The training sets are imported into an inducer and the export results are a set of classifiers ${\left\{{\ell }_i\right\}}_{i=1}^k$. How do we classify a new dataset I through classifier ℓ_i? First, we embed I into the dimensionality reduction space R^q. Then, it can be owned via embedding u in the random matrix R_i as follows:

$$\tilde{I}=R_i\cdot I,$$

(18)

where Ĩ is the inlaying of u, the classification of Ĩ can be garnered from the classification of I by ℓ_i. In this ensemble method, the random projection classifier apply a data-driven voting threshold that is employed on the classification results of the whole classifier ${\left\{{\ell }_i\right\}}_{i=1}^k$ for the Ĩ to decide produce the ultimate classification result of Ĩ.

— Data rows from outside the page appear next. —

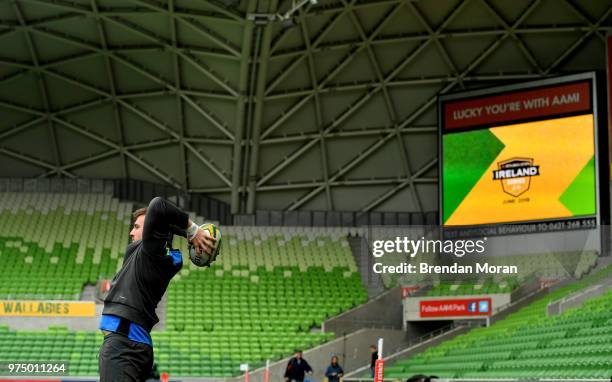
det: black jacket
[102,197,189,331]
[285,357,312,381]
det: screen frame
[438,72,610,229]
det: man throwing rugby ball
[99,197,215,382]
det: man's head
[130,207,147,241]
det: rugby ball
[189,223,221,267]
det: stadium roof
[0,0,612,212]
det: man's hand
[191,229,217,255]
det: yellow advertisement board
[0,300,96,317]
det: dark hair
[132,207,147,220]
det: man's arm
[142,196,189,256]
[302,358,312,373]
[142,196,215,255]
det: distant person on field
[370,345,378,378]
[285,349,312,382]
[325,356,344,382]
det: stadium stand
[385,267,612,379]
[0,193,367,377]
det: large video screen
[440,75,598,227]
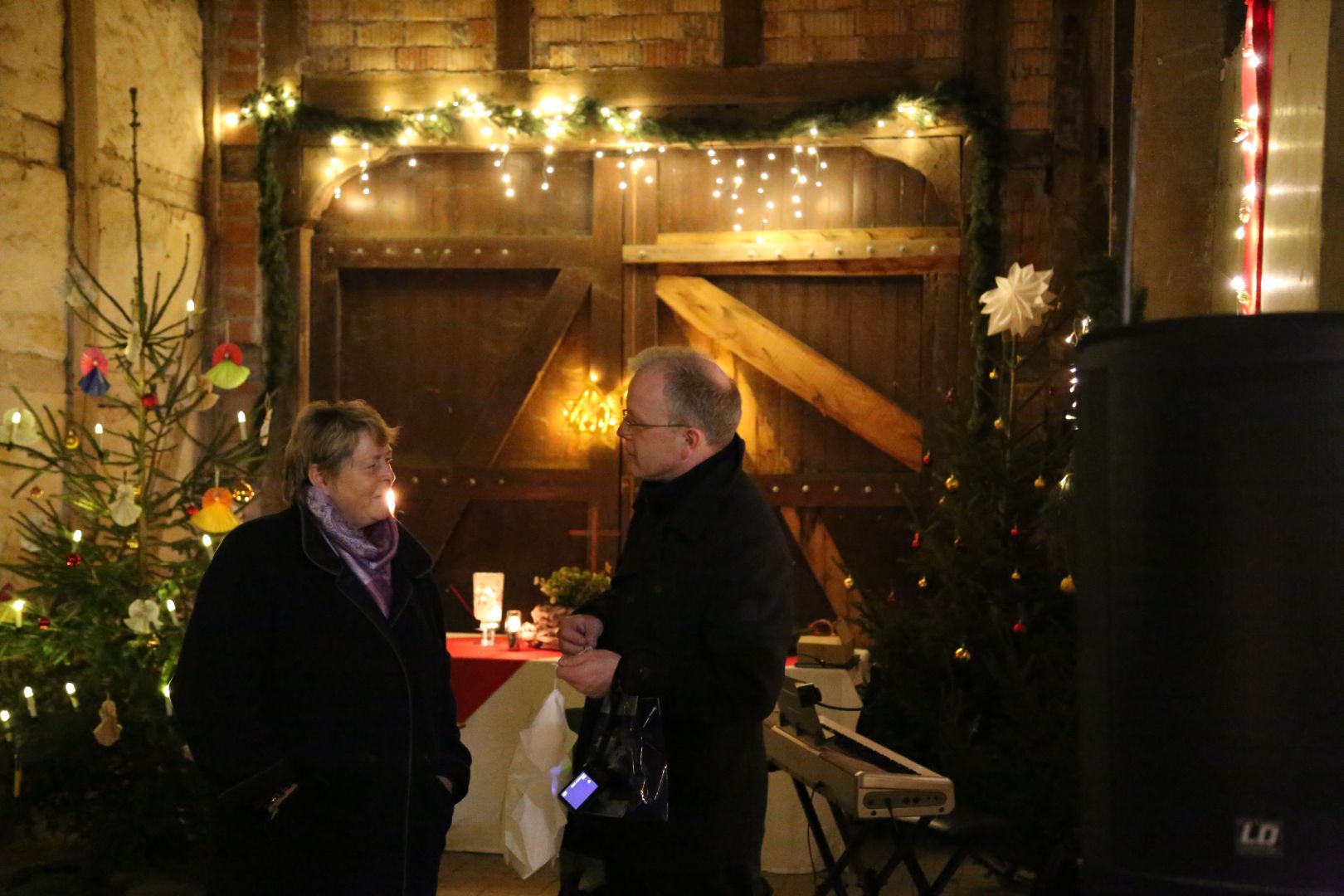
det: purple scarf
[304,485,399,616]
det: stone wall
[0,0,206,564]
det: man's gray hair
[631,345,742,447]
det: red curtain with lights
[1233,0,1274,314]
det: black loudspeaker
[1073,314,1344,896]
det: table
[447,633,864,873]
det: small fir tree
[0,90,265,868]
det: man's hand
[561,614,602,655]
[555,652,621,697]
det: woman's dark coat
[172,506,470,896]
[564,438,793,873]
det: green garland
[242,80,1006,397]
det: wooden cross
[570,504,621,572]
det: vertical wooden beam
[589,157,626,567]
[723,0,765,69]
[494,0,533,71]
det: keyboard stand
[791,777,961,896]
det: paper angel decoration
[191,486,242,534]
[80,345,111,397]
[122,598,158,634]
[93,700,121,747]
[980,262,1055,336]
[0,407,41,447]
[206,343,251,390]
[108,482,139,525]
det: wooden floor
[438,852,1021,896]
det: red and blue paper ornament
[80,345,111,397]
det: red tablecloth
[447,635,559,724]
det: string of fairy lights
[1230,0,1273,314]
[225,86,941,218]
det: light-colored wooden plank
[657,277,923,470]
[621,236,961,267]
[657,227,961,246]
[658,256,960,277]
[863,134,961,210]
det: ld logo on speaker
[1236,818,1283,855]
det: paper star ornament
[980,262,1055,336]
[122,598,158,634]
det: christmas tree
[0,90,265,868]
[860,260,1118,874]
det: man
[172,401,472,896]
[558,348,793,896]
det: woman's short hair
[631,345,742,447]
[285,399,399,501]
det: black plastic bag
[578,690,668,821]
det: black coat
[172,506,470,896]
[564,438,793,872]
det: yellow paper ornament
[191,486,242,534]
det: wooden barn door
[309,137,960,629]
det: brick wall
[765,0,961,65]
[533,0,723,69]
[305,0,494,72]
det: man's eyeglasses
[621,407,685,430]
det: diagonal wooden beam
[657,277,923,470]
[677,319,854,631]
[434,267,592,567]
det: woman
[172,402,470,896]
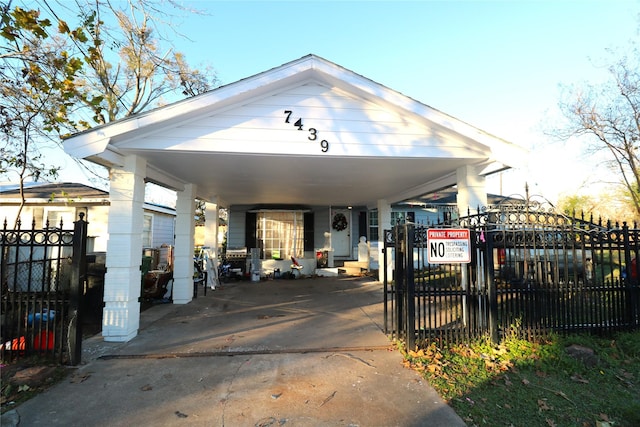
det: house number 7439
[284,110,329,153]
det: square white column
[102,156,146,342]
[204,202,220,287]
[173,184,196,304]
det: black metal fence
[0,213,87,365]
[383,203,640,348]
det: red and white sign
[427,228,471,264]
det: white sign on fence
[427,228,471,264]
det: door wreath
[331,213,347,231]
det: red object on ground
[33,331,56,350]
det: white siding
[153,212,175,248]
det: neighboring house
[0,182,176,256]
[64,55,527,341]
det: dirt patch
[0,362,70,414]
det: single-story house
[64,55,526,341]
[0,182,176,262]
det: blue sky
[48,0,640,199]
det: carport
[64,55,525,341]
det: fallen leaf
[538,399,551,411]
[571,374,589,384]
[69,374,91,384]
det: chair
[291,257,304,277]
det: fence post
[405,224,416,350]
[622,222,640,329]
[67,213,88,365]
[484,230,500,344]
[393,225,407,340]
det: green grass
[405,332,640,427]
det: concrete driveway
[8,278,465,426]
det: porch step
[338,261,368,276]
[316,267,340,277]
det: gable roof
[0,182,109,204]
[64,55,525,205]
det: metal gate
[383,203,640,348]
[0,213,87,365]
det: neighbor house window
[391,211,416,227]
[45,208,73,230]
[142,213,153,248]
[256,211,304,259]
[369,210,378,242]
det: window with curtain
[142,213,153,248]
[369,210,378,242]
[256,211,304,259]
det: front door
[331,209,351,258]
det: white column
[173,184,196,304]
[456,166,487,216]
[102,156,147,342]
[204,202,220,288]
[378,200,393,282]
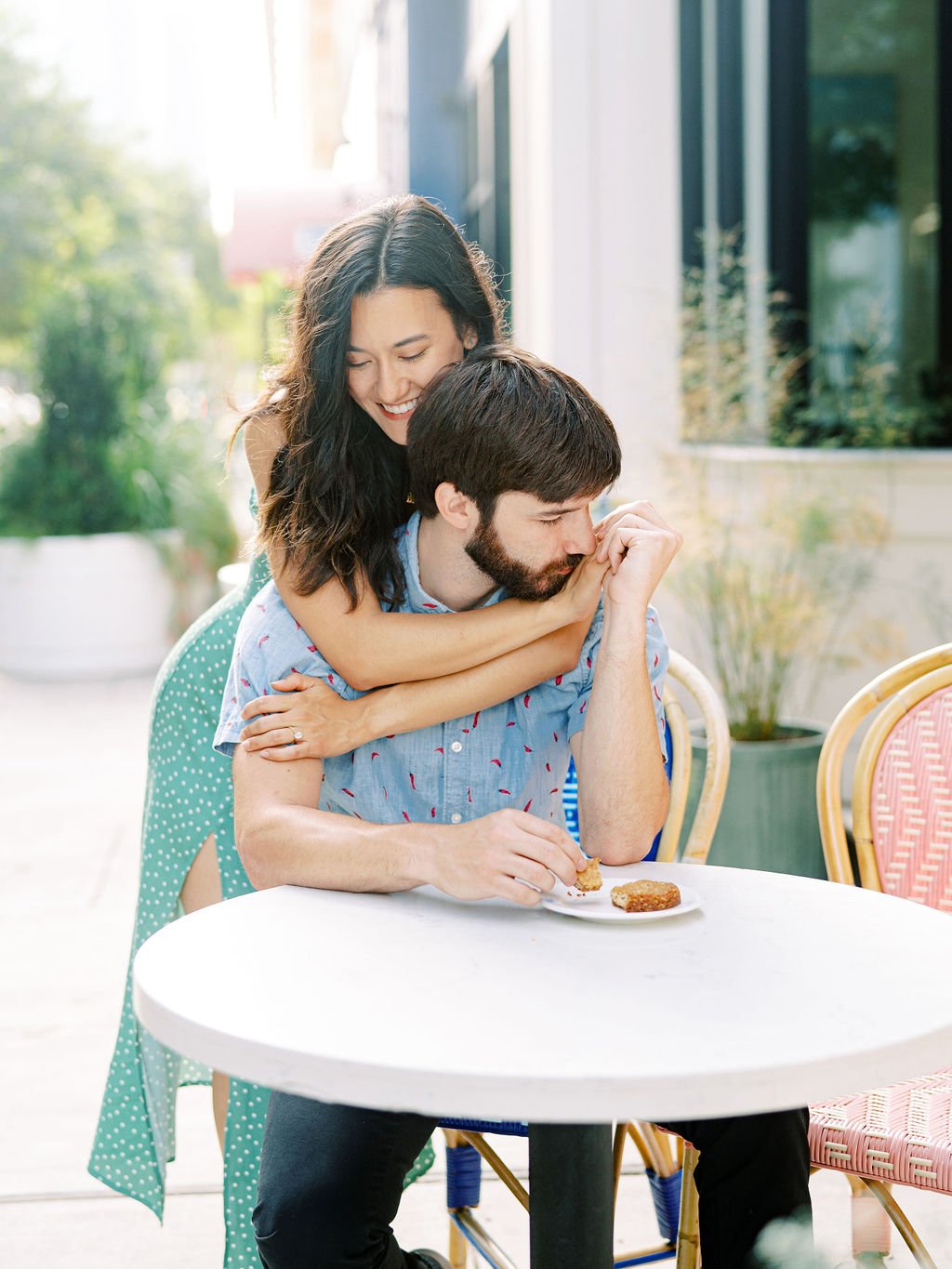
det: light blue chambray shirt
[215,512,668,826]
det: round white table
[135,865,952,1269]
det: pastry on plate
[575,855,602,890]
[612,879,681,912]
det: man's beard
[466,509,585,599]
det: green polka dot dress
[89,533,433,1269]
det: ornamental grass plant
[673,459,889,741]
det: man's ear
[433,480,480,533]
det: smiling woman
[347,286,477,445]
[89,190,604,1266]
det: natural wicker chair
[810,643,952,1269]
[443,653,730,1269]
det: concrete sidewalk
[0,677,952,1269]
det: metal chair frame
[442,651,730,1269]
[813,643,952,1269]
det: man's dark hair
[407,345,622,522]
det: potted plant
[673,456,885,877]
[0,268,233,679]
[670,235,887,877]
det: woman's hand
[595,501,683,612]
[547,552,609,626]
[241,672,372,762]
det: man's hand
[556,553,609,624]
[430,810,587,907]
[595,501,683,613]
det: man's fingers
[496,877,542,907]
[517,820,585,889]
[507,855,555,891]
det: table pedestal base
[529,1123,615,1269]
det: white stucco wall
[510,0,681,495]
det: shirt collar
[397,511,507,613]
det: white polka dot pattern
[89,548,433,1269]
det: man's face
[466,494,597,599]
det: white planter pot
[0,529,181,681]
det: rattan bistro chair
[442,653,730,1269]
[810,643,952,1269]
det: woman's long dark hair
[239,194,503,608]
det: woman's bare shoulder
[243,403,284,496]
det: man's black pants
[254,1092,810,1269]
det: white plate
[542,877,701,924]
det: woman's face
[347,286,476,445]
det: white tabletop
[135,865,952,1123]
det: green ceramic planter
[688,723,826,879]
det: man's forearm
[576,604,669,865]
[237,806,443,892]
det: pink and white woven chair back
[869,685,952,912]
[810,1068,952,1197]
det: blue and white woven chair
[441,653,730,1269]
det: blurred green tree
[0,21,233,366]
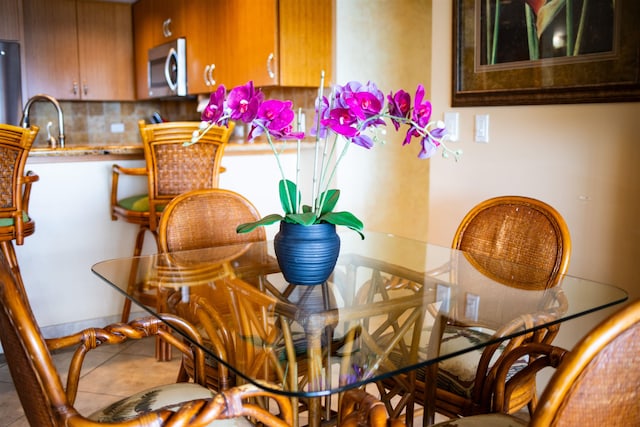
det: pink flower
[227,81,264,123]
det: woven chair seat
[428,326,529,399]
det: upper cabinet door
[24,0,134,101]
[185,0,233,94]
[278,0,334,87]
[77,1,134,100]
[23,0,80,99]
[226,0,279,86]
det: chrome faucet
[21,93,64,148]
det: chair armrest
[22,171,40,214]
[45,314,206,404]
[493,342,569,412]
[110,164,148,221]
[338,389,405,427]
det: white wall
[16,150,309,336]
[16,161,146,332]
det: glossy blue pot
[273,221,340,285]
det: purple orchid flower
[309,96,329,138]
[387,89,411,130]
[418,128,447,159]
[201,85,228,124]
[402,85,432,145]
[249,99,304,139]
[227,81,264,123]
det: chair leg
[121,225,148,323]
[0,240,27,296]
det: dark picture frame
[452,0,640,107]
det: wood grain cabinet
[194,0,333,93]
[23,0,135,101]
[0,0,21,41]
[133,0,334,99]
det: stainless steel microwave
[147,38,187,98]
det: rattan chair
[158,189,275,390]
[372,196,571,424]
[0,249,293,427]
[0,124,39,294]
[416,196,571,419]
[110,120,234,326]
[338,389,405,427]
[436,301,640,427]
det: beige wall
[336,0,640,358]
[428,0,640,358]
[335,0,431,240]
[428,1,640,298]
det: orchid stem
[311,70,324,217]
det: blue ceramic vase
[273,221,340,285]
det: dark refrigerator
[0,40,22,126]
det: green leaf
[236,214,284,233]
[318,212,364,239]
[286,212,317,225]
[316,190,340,215]
[278,179,299,214]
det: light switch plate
[476,114,489,143]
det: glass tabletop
[92,233,627,397]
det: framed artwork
[452,0,640,107]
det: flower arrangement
[186,75,461,238]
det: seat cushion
[438,326,529,398]
[0,212,31,227]
[89,383,252,427]
[118,194,149,212]
[432,414,527,427]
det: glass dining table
[92,232,628,426]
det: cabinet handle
[267,52,276,79]
[162,18,173,37]
[209,64,216,86]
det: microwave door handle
[164,48,178,92]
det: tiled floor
[0,337,180,427]
[0,337,456,427]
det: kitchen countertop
[29,142,314,163]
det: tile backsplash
[25,88,317,147]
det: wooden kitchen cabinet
[198,0,333,93]
[0,0,21,41]
[23,0,134,101]
[133,0,334,99]
[186,0,234,94]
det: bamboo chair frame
[110,120,234,326]
[0,124,39,294]
[424,196,571,420]
[0,254,293,427]
[436,300,640,427]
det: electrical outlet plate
[476,114,489,143]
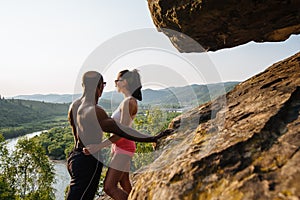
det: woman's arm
[83,135,121,155]
[120,98,137,126]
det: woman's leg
[104,168,128,200]
[120,172,132,194]
[104,154,130,200]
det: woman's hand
[82,144,100,155]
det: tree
[9,138,55,200]
[0,134,15,200]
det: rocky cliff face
[148,0,300,52]
[130,52,300,200]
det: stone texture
[129,53,300,200]
[148,0,300,52]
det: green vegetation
[33,126,74,160]
[0,134,55,200]
[0,99,69,139]
[33,107,180,170]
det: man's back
[71,98,103,146]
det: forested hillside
[0,99,69,139]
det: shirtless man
[66,71,166,200]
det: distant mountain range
[13,82,239,107]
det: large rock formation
[130,52,300,200]
[148,0,300,52]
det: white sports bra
[111,96,133,127]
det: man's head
[82,71,106,97]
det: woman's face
[115,74,127,93]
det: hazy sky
[0,0,300,97]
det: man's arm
[68,104,78,146]
[96,106,164,142]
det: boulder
[129,52,300,200]
[148,0,300,52]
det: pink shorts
[111,138,136,157]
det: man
[66,71,166,200]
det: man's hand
[82,144,100,155]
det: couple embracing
[66,70,172,200]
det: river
[6,131,70,200]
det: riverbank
[6,130,70,200]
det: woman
[86,70,142,199]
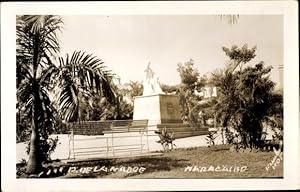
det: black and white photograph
[1,2,299,191]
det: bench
[69,120,149,159]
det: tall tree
[58,51,116,122]
[16,15,62,173]
[177,59,204,125]
[214,46,282,148]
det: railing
[69,120,149,160]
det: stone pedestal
[133,94,182,126]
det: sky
[60,15,283,85]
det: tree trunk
[26,85,42,174]
[26,117,41,174]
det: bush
[156,128,176,150]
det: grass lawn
[56,145,283,179]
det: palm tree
[58,51,116,122]
[16,15,62,173]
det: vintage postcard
[1,1,300,191]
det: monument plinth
[133,94,182,125]
[133,62,207,140]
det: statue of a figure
[143,61,164,96]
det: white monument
[133,61,207,144]
[143,61,164,96]
[133,61,182,126]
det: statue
[143,61,164,96]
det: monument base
[133,94,182,126]
[133,94,208,139]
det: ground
[17,145,283,179]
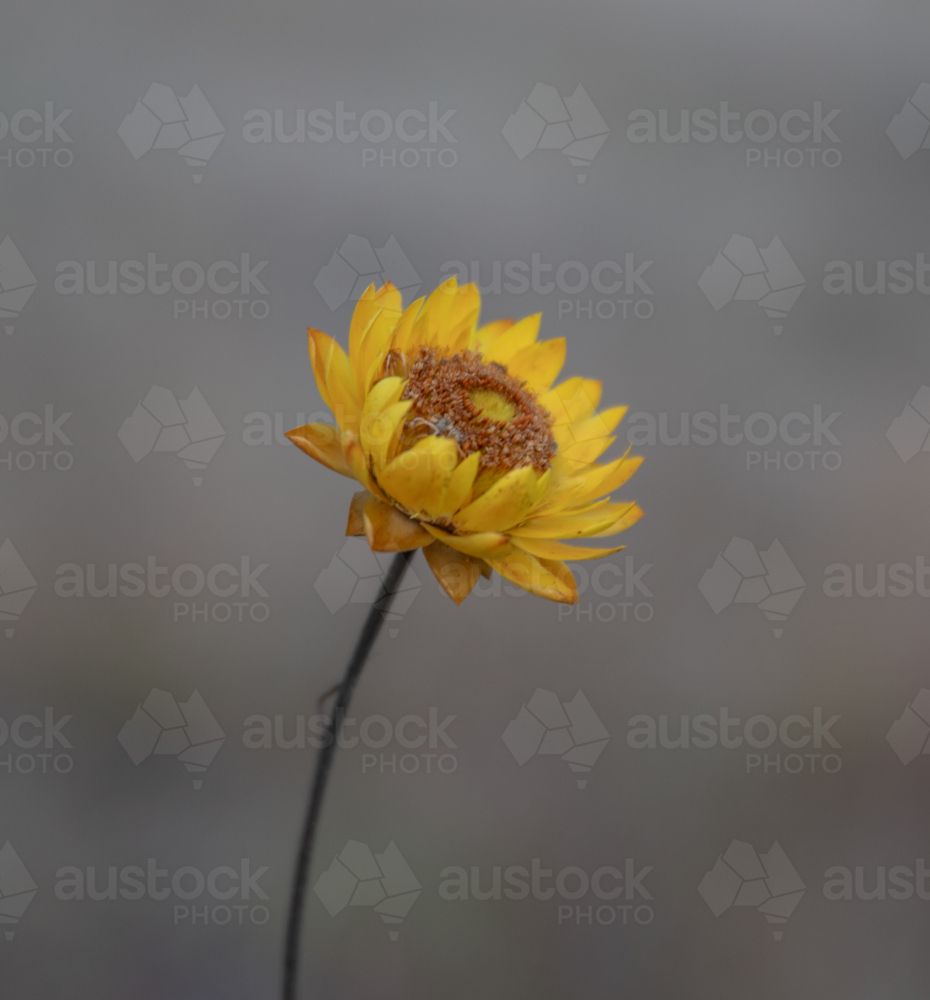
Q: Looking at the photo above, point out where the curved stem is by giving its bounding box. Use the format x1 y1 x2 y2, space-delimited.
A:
283 550 415 1000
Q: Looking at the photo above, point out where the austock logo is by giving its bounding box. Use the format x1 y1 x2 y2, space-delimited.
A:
313 840 423 941
626 706 843 777
439 251 655 321
885 385 930 462
117 83 226 184
501 83 610 184
313 234 420 312
55 858 271 927
118 385 226 486
0 236 38 336
698 840 806 941
55 556 271 624
0 403 74 472
117 688 226 789
242 101 459 168
0 841 39 941
885 688 930 765
885 83 930 160
0 101 74 170
626 101 843 169
698 234 806 334
439 858 655 927
698 538 807 639
0 538 39 639
55 253 271 321
625 403 840 472
501 688 610 788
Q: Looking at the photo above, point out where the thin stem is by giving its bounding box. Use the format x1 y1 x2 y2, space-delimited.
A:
283 552 413 1000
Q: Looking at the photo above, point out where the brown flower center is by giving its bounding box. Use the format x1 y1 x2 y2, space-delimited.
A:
386 347 556 473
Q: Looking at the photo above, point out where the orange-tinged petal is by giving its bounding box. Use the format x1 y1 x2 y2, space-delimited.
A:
507 337 565 393
362 497 433 552
285 424 352 477
346 490 372 535
453 466 536 531
439 451 481 517
513 538 626 560
488 549 578 604
342 431 387 500
423 541 483 604
510 503 635 539
378 434 458 516
539 376 603 425
371 399 413 476
484 313 542 365
423 521 510 559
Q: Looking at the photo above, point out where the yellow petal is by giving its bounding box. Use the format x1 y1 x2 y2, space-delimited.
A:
308 330 361 430
423 541 482 604
423 522 511 559
507 337 565 393
469 319 514 354
371 399 413 476
359 376 404 455
539 376 602 425
342 431 387 500
510 503 635 539
513 538 626 560
346 490 372 535
378 434 458 517
391 297 426 354
413 274 458 347
562 437 617 468
454 466 536 531
349 281 403 368
590 503 644 538
553 455 643 503
362 497 433 552
488 549 578 604
285 424 352 477
439 451 481 517
484 313 542 365
552 406 629 448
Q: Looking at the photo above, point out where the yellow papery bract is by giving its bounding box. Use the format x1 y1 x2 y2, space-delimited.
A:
286 424 352 477
423 541 484 604
287 277 643 604
453 466 536 531
362 497 433 552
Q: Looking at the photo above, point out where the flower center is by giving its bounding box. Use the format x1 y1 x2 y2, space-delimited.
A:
394 347 556 473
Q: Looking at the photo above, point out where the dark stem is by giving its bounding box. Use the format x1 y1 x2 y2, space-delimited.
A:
283 550 415 1000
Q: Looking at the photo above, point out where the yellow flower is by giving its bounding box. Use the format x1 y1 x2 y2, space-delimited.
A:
287 277 643 604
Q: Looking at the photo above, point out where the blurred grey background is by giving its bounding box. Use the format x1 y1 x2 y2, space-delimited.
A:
0 0 930 1000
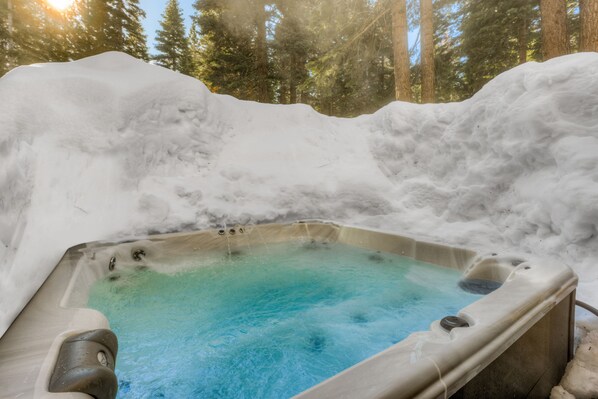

In this experiment, the random projections were segmented into non-overlapping parts, where B1 = 10 and each one was carefully chosen from a certain part of size B2 = 30 that achieved the smallest estimate of the test error. We chose the k-Nearest Neighbor (KNN) as the base classifier and the leave-one-out test error estimate, where k = seq (1, 40, by = 3). The prior probability of interaction pairs in the training sample dataset was taken as the voting parameter. Our classifier integrates the results of taking advantage of the base classifier on the chosen projection, with the data-driven voting threshold confirming the ultimate mission.

4. Conclusions

In our study, we developed a new prediction model based on protein sequence information to detect SIPs. This model was created by combining Position-Specific Scoring Matrix with Fast Fourier Transform and Random Projection classifier, which was termed RP-FFT. The main point of the experiment is that the datasets used by the classifier are unbalanced. The main improvements of the presented model are: (1) making use of a reasonable feature extraction method that could capture the main information of the data to improve the performance efficiency. (2) The RP classifier is strongly suitable for SIPs prediction. To summarize, the experimental results achieved by the presented method on the yeast and human datasets indicated that our prediction performance is obviously better than that of the SVM-based method and six other existing models. In the future, there will be more and more characteristic extraction techniques and machine learning or deep learning methods attempted for detecting SIPs.